The morning clinics included "Freelance modelling", "Desert scenery", "Image manipulation", and "NZ scenery". I went to the clinic on New Zealand scenery and I was not disappointed. Barry Fitzgerald and John Dudson gave a great presentation on making and displaying some typical New Zealand trees and vegetation. Referring to my notes, I recorded the following dot points:
- look for particular motifs specific to the location you're modelling - helps to identify the location and give credibility to the scene - but motifs need to complement each other
- look for typical scenery and the familiarity of everyday life
- study the local architecture and apply to your modelling
- "detail is not overcrowding"
- provide for lineside interest (e.g. cameo scenes)
- use paper or thin cardboard (the suggested paper thickness was 80-85 gsm) to cut out a round-shaped disc of a size suitable for your cabbage tree foliage in your scale (S scale in this example)
- divide into quadrants in order to ensure even cuts around the disc to create "leaves"
- use scissors for the cutting (be careful not to cut through the centre or you won't have a disc anymore, but only part of a disc)
- put a pin through the centre (hence the "paper star" look)
- fold the "leaves" back and repeat process with more discs to build up layers of foliage until you have sufficient for your tree head
- you can add a lower fringe of grey paper "leaves" to represent dead or dried fronds
- select a suitable twig for the trunk and secure the "paper stars" head using PVA glue
- add additional fronds with green paper to the top using the same paper star method
- tease out the "leaves" or fronds to match the shape of the real-life cabbage trees
- paint paper stars shades of green or brown or yellow as appropriate
- add cabbage trees together in clumps on your layout
- build scenery on the layout from the ground up
- look for colour, texture, and variety (e.g. at every step you have a colour option)
- static grass is a good scenery method but use different shades of scenery flock
- important to blend colours to overcome the "same look" (a suggestion was to make up a colour chart of colour shades, particularly in the green and brown colour ranges)
- use rock moulds for modelling rock outcrops but pay attention to colour shades (recommend using Woodland Scenics colour range of paints)

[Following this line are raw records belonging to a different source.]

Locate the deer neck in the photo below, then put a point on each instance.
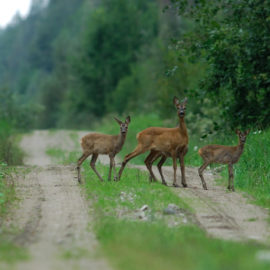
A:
(240, 148)
(120, 141)
(182, 127)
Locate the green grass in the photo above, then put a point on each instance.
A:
(9, 252)
(7, 193)
(252, 172)
(134, 244)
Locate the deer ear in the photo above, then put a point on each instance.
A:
(176, 101)
(128, 120)
(118, 121)
(185, 101)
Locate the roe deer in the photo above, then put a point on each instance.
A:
(101, 144)
(224, 155)
(152, 157)
(168, 142)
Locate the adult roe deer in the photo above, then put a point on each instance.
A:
(168, 142)
(102, 144)
(222, 154)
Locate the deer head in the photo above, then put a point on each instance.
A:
(242, 135)
(123, 125)
(180, 106)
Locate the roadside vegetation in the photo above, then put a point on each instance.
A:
(133, 238)
(252, 172)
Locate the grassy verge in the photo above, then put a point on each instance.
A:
(157, 242)
(9, 252)
(252, 172)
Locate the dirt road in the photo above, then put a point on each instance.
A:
(223, 214)
(53, 216)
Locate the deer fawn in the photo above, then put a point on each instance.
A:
(168, 142)
(222, 154)
(101, 144)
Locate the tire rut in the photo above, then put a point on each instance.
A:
(222, 214)
(54, 221)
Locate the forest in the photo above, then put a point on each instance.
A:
(69, 67)
(70, 63)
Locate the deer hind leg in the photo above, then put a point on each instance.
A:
(79, 163)
(161, 162)
(148, 162)
(201, 169)
(174, 171)
(112, 165)
(93, 166)
(182, 166)
(231, 185)
(138, 150)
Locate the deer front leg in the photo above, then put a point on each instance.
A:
(79, 163)
(138, 150)
(231, 185)
(174, 171)
(182, 166)
(110, 170)
(93, 166)
(148, 162)
(161, 162)
(201, 169)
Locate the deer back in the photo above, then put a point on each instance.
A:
(220, 153)
(162, 139)
(99, 143)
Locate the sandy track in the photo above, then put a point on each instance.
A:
(222, 214)
(53, 216)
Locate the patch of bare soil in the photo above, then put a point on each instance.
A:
(53, 218)
(221, 213)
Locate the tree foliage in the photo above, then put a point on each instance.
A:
(234, 39)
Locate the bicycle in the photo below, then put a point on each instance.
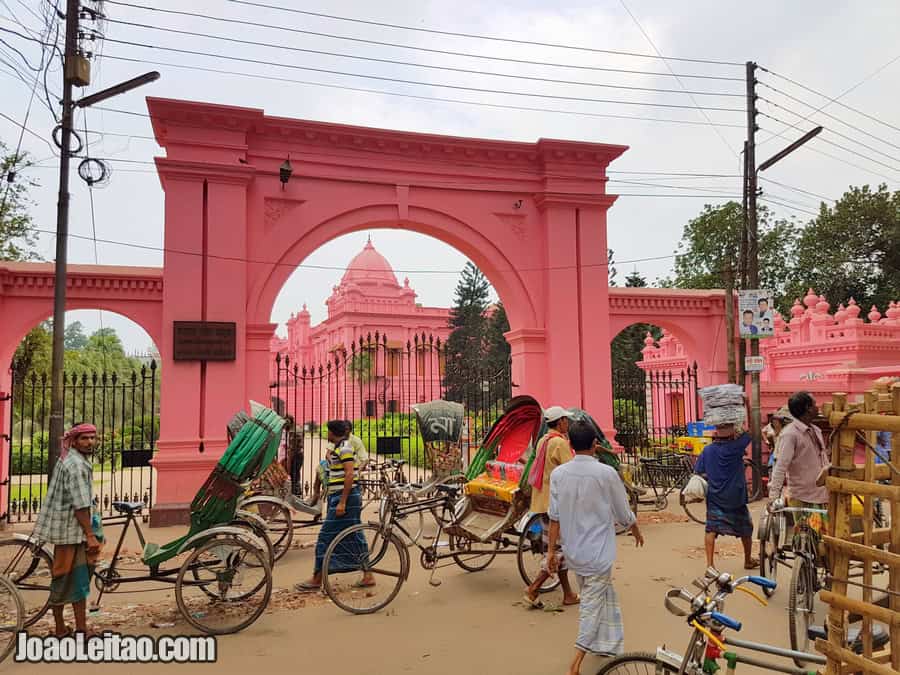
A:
(670, 472)
(809, 573)
(707, 645)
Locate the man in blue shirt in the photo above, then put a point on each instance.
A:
(722, 464)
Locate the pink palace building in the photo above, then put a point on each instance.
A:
(368, 301)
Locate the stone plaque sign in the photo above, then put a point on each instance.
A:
(205, 341)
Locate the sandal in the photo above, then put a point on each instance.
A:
(307, 587)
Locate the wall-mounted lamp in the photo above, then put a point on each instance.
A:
(285, 171)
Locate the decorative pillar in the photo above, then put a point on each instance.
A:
(204, 280)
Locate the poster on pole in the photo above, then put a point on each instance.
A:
(755, 314)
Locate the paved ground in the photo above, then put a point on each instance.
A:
(470, 623)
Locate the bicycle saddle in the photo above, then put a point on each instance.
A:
(880, 636)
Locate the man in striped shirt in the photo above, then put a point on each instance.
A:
(344, 511)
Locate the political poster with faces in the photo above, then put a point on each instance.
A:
(756, 318)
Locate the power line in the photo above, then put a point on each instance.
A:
(309, 266)
(828, 115)
(467, 71)
(690, 94)
(844, 105)
(837, 145)
(787, 206)
(492, 38)
(836, 133)
(836, 98)
(796, 189)
(479, 104)
(399, 80)
(428, 50)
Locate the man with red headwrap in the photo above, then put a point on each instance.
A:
(65, 521)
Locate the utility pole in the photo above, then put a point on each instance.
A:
(753, 259)
(72, 67)
(76, 72)
(750, 238)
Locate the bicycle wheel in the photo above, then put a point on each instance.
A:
(359, 550)
(530, 554)
(473, 560)
(635, 663)
(279, 523)
(694, 508)
(229, 586)
(12, 615)
(801, 610)
(768, 553)
(29, 567)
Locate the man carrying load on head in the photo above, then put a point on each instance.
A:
(553, 450)
(66, 522)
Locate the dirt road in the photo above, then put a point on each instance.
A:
(472, 622)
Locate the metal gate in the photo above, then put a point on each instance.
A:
(651, 410)
(123, 407)
(373, 382)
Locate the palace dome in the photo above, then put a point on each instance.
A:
(369, 267)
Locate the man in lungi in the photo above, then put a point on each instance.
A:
(722, 465)
(553, 450)
(65, 521)
(587, 500)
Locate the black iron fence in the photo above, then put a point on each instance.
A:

- for concrete, "Tradeset 45" plaster recommended (sets in 45 minutes)
The second session of clinics on Sunday morning included "Track matters" with Iain Rice, "Modelling in the garden", Adapting RTR locos", and "Operation NZ style". I attended this latter clinic on model railway layout operation by Trevor James. Trevor based his talk on his own S scale NZR prototype layout, currently under the moniker of "My layout"! Trevor introduced his (absolutely beautiful) layout with a track plan and photos, based on a fictional railway line between Auckland and Wellington (on the North Island). The track plan looks like a figure eight in the middle of a surrounding single main line and featuring two big towns (Waimarino and Tipapa Junction) and end points (Auckland and Wellington) as off-scene staging.
Trevor explained how he applied the common US model railway operation method of cards and waybills. The planning process and use of an operating system went something like this:
- a point-to-point layout with two main intermediate towns towns, a couple of smaller settlements, and off-scene staging at both ends representing Auckland and Wellington
- a "wish list" determined key features on the layout (e.g. a wharf scene, bridges, farming, a swamp, industries, etc.)
- it was also important to give the layout a reason-for-being (e.g. traffic generation)
- establish appropriate industries and position on the layout
- design a timetable for trains on the layout ( time a locomotive as it runs around the layout and get times between stations; then using a train in each direction, build up a sequence of trains and times)
- establish type of train (express goods, etc.) and position in the timetable
- trial and error will help set an acceptable timetable from which to work from
- further detail can be added to include instructions on what to do at particular locations throughout the layout, taking into account other trains that might also be around (this layout operates one train in each direction with single line running)
- draw up work orders for each train, based on the type of wagons you have, the industries to serve, and the timetable
- from what I recall, the information was initially put into Microsoft Excel
- later, Trevor experimented with a computerised car card system called ShipIt
- ShipIt requires lists of rolling stock, locomotives, guards vans, trains, towns, shippers, products, consignees, etc.
- inputing all the necessary information into ShipIt was tedious and repetitive but Trevor said he would persevere!
- the conclusion of the talk was that creating a focus on operation was a realistic and enjoyable way to run trains on his layout
The last photo shows my NZ compatriots (the three chaps at the back) with whom I enjoyed a pleasant Sunday afternoon visiting home layouts and the wonderful Ferrymead Heritage Park. Thank you, one and all.